This is the seventh day of my participation in the First Challenge 2022. For details: First Challenge 2022.
# Springboot integration shiro — front and back end separation mode (part 1)
During the integration of Shiro, I also encountered a lot of problems, mainly login authentication. When authentication is well done, there are basically no problems with authorization. I also hit a break point and followed the process for more than ten times to almost clear the whole authentication process.
First of all, I will start with the official login flow chart. I have looked at the official document and summarized as follows:
- The application code calls the subject.login method and passes in a constructed AuthenticationToken instance representing the end user principal and credentials.
- The Subject instance, usually the DelegatingSubject (or subclass) delegates to the application’s SecurityManager by calling SecurityManager.login (token), where the actual authentication begins.
- SecurityManager as a basic component “umbrella”, receives the token and by calling the Authenticator, authenticate (token) simply entrusted to its internal Authenticator instance. Are basically ModularRealmAuthenticator instance, it supports during authentication coordination of one or more examples of Realm. Modularrealmauthentator essentially provides a PAM-style paradigm for Apache Shiro (in PAM terminology, each realm is a “module”).
- If the application is configured with multiple realm, ModularRealmAuthenticator instance will use its configuration AuthenticationStrategy start multidisciplinary authentication attempt. Before, during, and after the authentication of the calling realm, the AuthenticationStrategy is called to allow it to react to the results of each realm.

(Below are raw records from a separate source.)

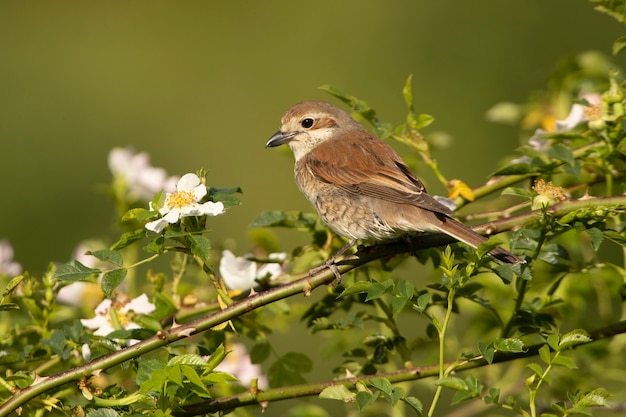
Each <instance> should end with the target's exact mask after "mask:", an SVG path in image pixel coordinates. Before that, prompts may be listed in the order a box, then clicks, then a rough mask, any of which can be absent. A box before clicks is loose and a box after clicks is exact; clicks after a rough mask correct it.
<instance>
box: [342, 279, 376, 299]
mask: <svg viewBox="0 0 626 417" xmlns="http://www.w3.org/2000/svg"><path fill="white" fill-rule="evenodd" d="M371 286H372V282H371V281H356V282H355V283H353V284H350V285H349V286H348V288H346V289H345V290H343V291H342V292H341V294H339V296H338V297H337V298H340V297H347V296H349V295H354V294H360V293H364V292H367V291H368V290H369V288H370V287H371Z"/></svg>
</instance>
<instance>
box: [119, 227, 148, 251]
mask: <svg viewBox="0 0 626 417" xmlns="http://www.w3.org/2000/svg"><path fill="white" fill-rule="evenodd" d="M145 237H146V229H137V230H133V231H132V232H126V233H124V234H122V236H120V238H119V240H118V241H117V242H115V243H114V244H112V245H111V247H110V248H111V249H112V250H121V249H124V248H125V247H127V246H130V245H132V244H133V243H135V242H137V241H138V240H141V239H143V238H145Z"/></svg>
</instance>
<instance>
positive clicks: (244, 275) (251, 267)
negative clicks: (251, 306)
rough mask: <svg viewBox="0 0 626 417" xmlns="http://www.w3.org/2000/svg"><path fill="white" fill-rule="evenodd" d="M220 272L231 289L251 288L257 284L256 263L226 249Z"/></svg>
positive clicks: (223, 279) (222, 278) (220, 262)
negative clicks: (235, 256) (254, 285)
mask: <svg viewBox="0 0 626 417" xmlns="http://www.w3.org/2000/svg"><path fill="white" fill-rule="evenodd" d="M220 274H221V275H222V279H223V280H224V284H226V286H227V287H228V288H229V289H231V290H249V289H250V288H252V287H253V286H254V285H255V284H256V281H255V278H256V263H254V262H252V261H249V260H247V259H246V258H243V257H235V255H234V254H233V253H232V252H231V251H229V250H225V251H223V252H222V259H220Z"/></svg>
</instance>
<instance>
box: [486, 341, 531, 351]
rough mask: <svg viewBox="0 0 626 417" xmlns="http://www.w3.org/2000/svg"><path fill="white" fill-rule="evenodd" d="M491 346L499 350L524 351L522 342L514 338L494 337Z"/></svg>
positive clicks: (497, 349)
mask: <svg viewBox="0 0 626 417" xmlns="http://www.w3.org/2000/svg"><path fill="white" fill-rule="evenodd" d="M493 346H494V347H495V348H496V350H499V351H500V352H511V353H521V352H523V351H524V342H522V341H521V340H520V339H514V338H508V339H501V338H499V339H496V340H495V341H494V343H493Z"/></svg>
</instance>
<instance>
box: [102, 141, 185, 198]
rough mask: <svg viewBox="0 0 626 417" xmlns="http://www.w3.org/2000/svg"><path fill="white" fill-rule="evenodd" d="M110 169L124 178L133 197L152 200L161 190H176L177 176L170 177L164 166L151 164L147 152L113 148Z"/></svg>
mask: <svg viewBox="0 0 626 417" xmlns="http://www.w3.org/2000/svg"><path fill="white" fill-rule="evenodd" d="M109 169H110V170H111V173H113V176H114V177H115V178H116V179H120V178H121V179H122V180H123V181H124V185H125V186H126V189H127V190H128V192H129V193H130V194H131V196H132V197H133V198H138V199H140V200H143V201H150V199H152V197H154V195H155V194H156V193H158V192H159V191H161V190H165V191H166V192H168V191H169V192H171V191H173V190H174V187H175V184H176V181H177V180H178V178H177V177H168V176H167V172H166V171H165V170H164V169H163V168H155V167H153V166H151V165H150V157H149V156H148V154H147V153H145V152H141V153H134V152H133V151H132V150H131V149H129V148H113V149H112V150H111V152H109Z"/></svg>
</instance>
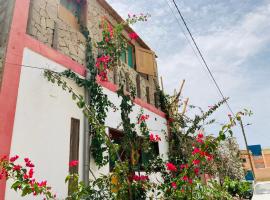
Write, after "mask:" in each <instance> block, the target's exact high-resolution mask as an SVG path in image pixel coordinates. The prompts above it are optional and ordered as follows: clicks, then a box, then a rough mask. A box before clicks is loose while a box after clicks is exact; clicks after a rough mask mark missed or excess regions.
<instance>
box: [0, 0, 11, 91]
mask: <svg viewBox="0 0 270 200" xmlns="http://www.w3.org/2000/svg"><path fill="white" fill-rule="evenodd" d="M13 7H14V0H9V1H7V0H0V86H1V82H2V76H3V70H4V60H5V53H6V48H7V42H8V33H9V30H10V24H11V20H12V14H13Z"/></svg>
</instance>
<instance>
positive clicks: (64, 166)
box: [6, 49, 168, 200]
mask: <svg viewBox="0 0 270 200" xmlns="http://www.w3.org/2000/svg"><path fill="white" fill-rule="evenodd" d="M22 64H23V65H25V66H33V67H41V68H49V69H52V70H54V71H64V70H65V69H66V68H65V67H63V66H61V65H59V64H57V63H55V62H53V61H51V60H49V59H47V58H45V57H43V56H41V55H39V54H37V53H35V52H33V51H31V50H29V49H25V50H24V56H23V63H22ZM67 82H68V84H69V85H70V86H72V88H74V89H75V90H76V91H77V92H78V93H80V94H82V95H83V94H84V91H83V89H82V88H79V87H78V86H77V85H76V84H75V83H74V82H72V81H70V80H67ZM104 93H105V94H107V95H108V97H109V99H110V101H111V102H113V103H114V104H115V105H116V106H117V107H118V108H119V105H120V103H121V99H120V98H118V96H117V94H116V93H115V92H112V91H110V90H108V89H106V88H104ZM141 109H143V112H144V113H145V114H148V115H149V116H150V118H149V120H147V124H148V127H149V129H150V130H151V131H152V132H153V133H154V134H158V135H159V136H160V137H161V142H159V151H160V154H161V155H163V158H164V159H166V158H167V149H168V144H167V142H166V139H165V135H164V131H166V132H167V126H166V120H165V119H164V118H163V117H161V116H159V115H157V114H156V113H153V112H151V111H149V110H147V109H144V108H142V107H141V106H139V105H136V104H135V106H134V107H133V112H132V113H131V116H130V118H131V119H132V122H135V123H136V120H137V116H138V114H139V113H140V111H141ZM72 117H73V118H77V119H80V151H79V159H80V160H79V173H80V176H81V175H82V161H83V132H84V130H83V114H82V112H81V110H80V109H79V108H78V107H77V106H76V103H75V102H74V101H73V100H72V98H71V96H70V94H69V93H68V92H66V91H63V90H62V89H61V87H58V86H57V85H56V84H52V83H50V82H48V81H47V80H46V79H45V78H44V76H43V70H40V69H35V68H30V67H22V72H21V77H20V85H19V92H18V100H17V107H16V114H15V122H14V130H13V137H12V145H11V153H10V154H11V155H15V154H18V155H20V156H21V157H22V158H24V157H29V158H30V159H31V160H32V161H33V162H34V163H35V165H36V167H35V171H36V173H35V177H36V178H37V179H38V180H44V179H46V180H47V181H48V184H49V185H50V186H52V188H53V191H54V192H56V193H57V196H58V198H59V199H63V198H64V197H66V195H67V185H66V184H65V183H64V179H65V177H66V175H67V174H68V162H69V142H70V141H69V140H70V120H71V118H72ZM120 122H121V113H120V110H118V111H116V112H114V111H113V110H112V109H110V110H109V112H108V116H107V119H106V126H108V127H111V128H117V126H118V125H119V124H120ZM20 161H21V162H23V160H22V159H20ZM90 162H91V164H90V167H91V170H92V171H93V172H94V173H96V174H98V173H101V174H107V173H108V172H109V165H106V166H104V167H102V168H101V169H98V167H97V166H96V165H95V163H94V160H93V158H91V160H90ZM10 186H11V185H10V182H8V184H7V189H6V200H11V199H12V200H13V199H14V200H15V199H16V200H17V199H18V200H19V199H21V197H19V195H18V194H17V193H15V192H14V191H12V190H10V189H9V188H10ZM22 199H29V200H30V199H31V200H32V199H33V196H31V197H26V198H22Z"/></svg>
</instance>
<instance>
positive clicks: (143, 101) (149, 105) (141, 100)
mask: <svg viewBox="0 0 270 200" xmlns="http://www.w3.org/2000/svg"><path fill="white" fill-rule="evenodd" d="M97 82H98V83H99V84H100V85H101V86H102V87H105V88H107V89H108V90H110V91H112V92H116V91H117V89H118V87H117V85H115V84H113V83H111V82H108V81H101V80H100V79H97ZM134 103H135V104H137V105H139V106H141V107H143V108H145V109H147V110H149V111H151V112H153V113H155V114H157V115H159V116H161V117H163V118H166V114H165V113H164V112H162V111H161V110H159V109H157V108H156V107H155V106H153V105H151V104H149V103H146V102H144V101H143V100H141V99H139V98H135V100H134Z"/></svg>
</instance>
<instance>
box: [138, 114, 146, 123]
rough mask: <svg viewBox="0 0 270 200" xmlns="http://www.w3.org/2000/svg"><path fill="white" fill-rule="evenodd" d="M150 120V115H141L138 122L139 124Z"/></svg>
mask: <svg viewBox="0 0 270 200" xmlns="http://www.w3.org/2000/svg"><path fill="white" fill-rule="evenodd" d="M148 119H149V115H141V116H140V117H139V120H138V124H140V123H142V122H145V121H146V120H148Z"/></svg>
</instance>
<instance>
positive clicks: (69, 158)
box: [68, 118, 80, 194]
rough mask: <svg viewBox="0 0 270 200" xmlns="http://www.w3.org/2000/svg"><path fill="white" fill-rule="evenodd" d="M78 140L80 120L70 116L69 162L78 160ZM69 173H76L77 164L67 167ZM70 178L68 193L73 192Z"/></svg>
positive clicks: (78, 147) (78, 153)
mask: <svg viewBox="0 0 270 200" xmlns="http://www.w3.org/2000/svg"><path fill="white" fill-rule="evenodd" d="M79 142H80V120H79V119H74V118H71V125H70V145H69V162H71V161H73V160H77V161H78V160H79ZM69 173H70V174H78V165H77V166H74V167H69ZM72 185H73V184H72V180H70V181H69V185H68V194H71V193H72V192H73V190H74V189H73V188H72Z"/></svg>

- Check to see if each configured Realm supports the submitted AuthenticationToken. The realm-enabled getawatitationInfo method will be called by the submitted token. The getAuthenticationInfo method effectively represents a single authentication attempt for a particular realm.
Then look at the flow chart of my program:
Because of the separation of the front and back ends, I rewrote the Filter for Shiro certification, so my certification starts with the filter and normally ends with the executeLogin(Request, Response) method, which is the starting point for our certification.
If you click on this method, you can see that the first step is to create the token. In the previous article, I mentioned that I have rewritten this method, because it is related to the authentication in realm later, so we have to decide what kind of token to create and how to authenticate in realm.
The createToken method I rewrote is the token object that I need to put in the createToken method. The authentication is determined by the token value in the realm.
@Override protected AuthenticationToken createToken(ServletRequest request, ServletResponse Response) throws Exception {// Obtain the request Token (dataId) String Token = TokenUtil.getRequestToken((HttpServletRequest) request); return new AuthToken(token); }Copy the code
After our token object is created, we go to the subjective.login (token) method, and we follow up with the securityManager securityManager and then call securitymanager.login (this, token).
Inside this method is to get our AuthenticationInfo object, the authentication information object, which is actually the object returned by our custom UserRealm override authentication method
We then enter authenticate(token) and see that info is returned by doAuthenticate(token)
We will first determine the number of realms we have configured and then decide which logic to use. We will use the single realm method with only one realm. Multiple realms should be more complicated
Then came to doSingleRealmAuthentication method, here is according to our custom realm to obtain the Info
The first step is to get the info from Shiro’s cache and determine if it is empty
So let’s see if it’s empty then we go to doGetAuthenticationInfo(Token) method, and that’s the method that we’re overwriting in UserRealm, and we’re just going to authenticate it and return info, so that’s the result of the first call, When the first request is blocked by the filter and we go all the way here, assuming we’ve called the login interface and got the token value. Because I’m not going to pass through the filter for the login, so I’m going to log in and get the token for the identity information, and then the other requests the first time they take the token for the identity information all the way up here and when they pass through our authentication logic they’re going to generate an info object, The info object’s second argument, the token value representing the identity information, is returned and stored in Shiro’s cache
And then we’re going to look at the info not being empty, so this is not the first time, we’ve authenticated our info in the cache, and then we’re going to call assertCredentialsMatch, This method will first get something like a matcher to verify that the token passed in matches the info in the cache, and we will continue to click on it
There are many different implementations, but the last one is used here, which is to compare info and token. Hit a break point and run away
If you don’t want to use a token, you can change it to a user name for password verification. When you create a token, you put the password in it. When you generate info, you put the password in it
At this point, the logic of user authentication is over. After authentication, there is generally no problem with authorization, which is to find permissions and roles from the database and then set them to the user. Here I use annotated permission check, and write a annotation on the interface to do permission restrictions.